Weissmann was in on the ground floor of the collusion hoax. In the summer and fall of 2016, Bruce Ohr acted as a conduit between the Clinton campaign subcontractor Christopher Steele and the FBI. For reasons that remain unclear, Ohr briefed Weissmann on the Steele “research,” as it was unfolding in August 2016.
In Friday’s motion, Powell points out that “Weissmann and Ahmad,” another lawyer who would later join Mueller’s team, “were not in the DoJ chain of command to be informed by Mr. Ohr . . . [and] had no legitimate reason to be privy to his operations with FusionGPS and Christopher Steele.” Powell further complained that the government failed to disclose Weissmann’s involvement with Ohr in the early days of the investigation.
Problems with the Second FBI Agent Who Interviewed Flynn
Powell’s motion represents a new bombshell: “the second agent who interviewed Mr. Flynn along with former agent Strzok was Bruce Ohr’s contact with the FBI and conducted numerous debriefings of Mr. Ohr.” She goes on to suggest that this same unnamed FBI agent went on to join the special counsel’s team. If true, that would be another indication the Flynn interview was engineered as part of the larger project to get Trump.

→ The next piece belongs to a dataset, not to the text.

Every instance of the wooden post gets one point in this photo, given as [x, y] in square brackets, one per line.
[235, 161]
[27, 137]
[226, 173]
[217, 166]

The Mysterious Recusal of Judge Rudolph “Rudy” Contreras
Just one week after Flynn pleaded guilty, the presiding judge was recused from handling the case. On March 16, 2018, the Washington Post reported on the following July 25, 2016 text message exchange between Lisa Page and Peter Strzok:
“I can’t imagine either one of you could talk about anything in detail meaningful enough to warrant recusal,” Page said to Strzok in one text, making an apparent reference to Contreras.“Really?” Strzok replied. “‘Rudy, I’m in charge of espionage for the FBI.’ Any espionage [warrant request that] comes before him, what should he do? Given his friend oversees them?”

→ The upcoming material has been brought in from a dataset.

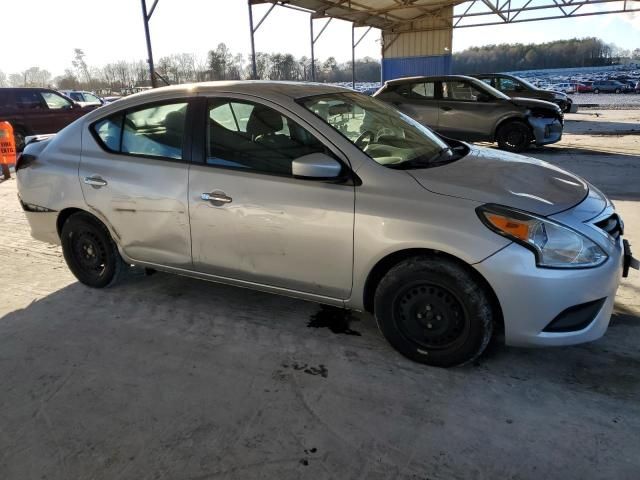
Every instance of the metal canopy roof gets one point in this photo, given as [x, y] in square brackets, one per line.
[382, 14]
[424, 15]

Strzok went on to add that a “social setting with others would probably be better than a one on one meeting.” The text exchange appears to suggest that Page and Strzok were angling to lobby the judge to help Strzok with a case.
Strzok’s plan to use a social gathering to influence Contreras is particularly alarming because, as the same Post article notes, “Strzok, with another FBI agent, interviewed Flynn about his conversations with Russia’s then-ambassador, Sergey Kislyak, during the transition.” Judges are not supposedto have secret meetings about “pending or impending” matters except as prescribed by law. One imagines that if Strzok’s hoped-for contact with Judge Contreras was legitimate, a more appropriate venue for a permissible contact would be a courtroom or the judge’s chambers, not a cocktail party. It should go without saying that there are no court reporters at cocktail parties to preserve the conversation for later review.
We have absolutely no indication that Contreras participated in any improper secret conversation with Strzok. Nor do we know that the judge knew about Strzok’s relationship to the case when he accepted the Flynn plea. Margot Cleveland wrote an analysis of the recusal which nevertheless leaves open the question as to why the recusal was necessary.
This leads to the next question: did Flynn have a right to know the underlying circumstances behind the recusal and, had he known, would he have still gone forward with the plea agreement?
Powell’s new filing calls to mind her important book, License to Lie, a journal of the government’s destruction of the accounting firm Arthur Andersen through a later discredited prosecution by (among others) Andrew Weissmann. One should also remember that the judge who replaced Contreras happens to be the same judge who caught the government framing Senator Ted Stevens. One hopes that the aggressive defense of Flynn by his attorney will give the Justice Department pause before taking out another “insurance policy” against an election result they don’t like.